Another challenge likely to be undertaken is to extend these super-resolution techniques to multi-channel or multicolor imaging. STED microscopy is commonly implemented in multicolor imaging of up to four colors [92]. RESOLFT, however, is still limited to the library of existing RSFPs. Finding multiple spectrally separated RSFPs with switching kinetics that allow for fast imaging remains a challenge. Additionally, if the different RSFPs are switched by different wavelengths, the illumination patterns need to be created and aligned in multiple beam paths adding again to the complexity of the optical system. Other ways to generate multicolor RESOLFT images have been proposed as being preferable, for example, by separating different RSFP labels by their switching kinetics [93, 94]. This has the benefit of requiring only one spectral illumination and detection channel. However, it still requires RSFPs that differ not in spectral but in photoswitching behavior, more specifically fast and slow off-switching kinetics. As a consequence, the imaging speed is limited by the switching speed of the slower switcher. Utilizing both spectral and dynamic parameters to separate channels may allow future implementations with three or more separable channels. More in general, the development of new switchable proteins in different regions of the spectra, with different photophysical behavior and with an added sensing module (e.g., calcium [95, 96] or pH [97]) will likely pave the way for new technical innovations and applications.

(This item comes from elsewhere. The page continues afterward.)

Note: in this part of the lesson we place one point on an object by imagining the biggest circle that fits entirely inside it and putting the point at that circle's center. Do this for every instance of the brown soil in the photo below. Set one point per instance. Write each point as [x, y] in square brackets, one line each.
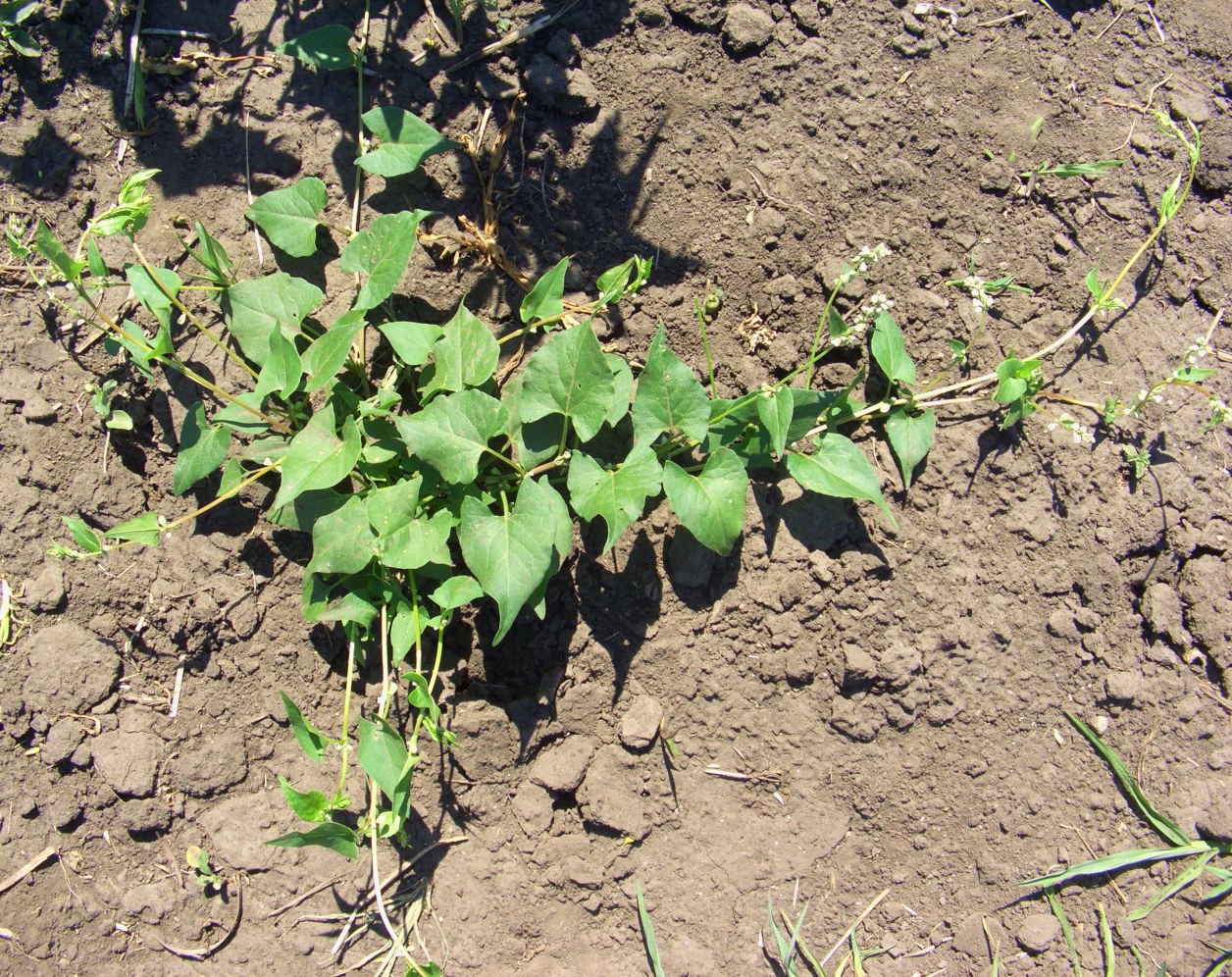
[896, 697]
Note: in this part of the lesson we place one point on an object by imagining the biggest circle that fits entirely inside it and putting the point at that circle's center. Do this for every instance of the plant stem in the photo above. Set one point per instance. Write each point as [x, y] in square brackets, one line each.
[187, 314]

In this chapter, we covered the strategies used in deterministic super-resolution techniques to reach higher compatibility toward fast live-cell imaging. The deterministic coordinate-targeted switching approaches compose a subset of super-resolution fluorescence microscopy techniques. The distinction between coordinate-targeted approaches and stochastic localization techniques has however narrowed as techniques are emerging combining stochastic switching with scanning systems and illumination patterns. The concept was first introduced with the MINFLUX technique [98,99,100] and has been further adapted in other forms and to other applications [101,102,103,104]. The successful utilization of well-designed illumination strategies together with accurate knowledge of photophysical behavior will likely be the key to further refinement of optical systems for the interrogation of biological structures and dynamics. The continued improvement of such systems is essential for the advancement of biological research in the life sciences.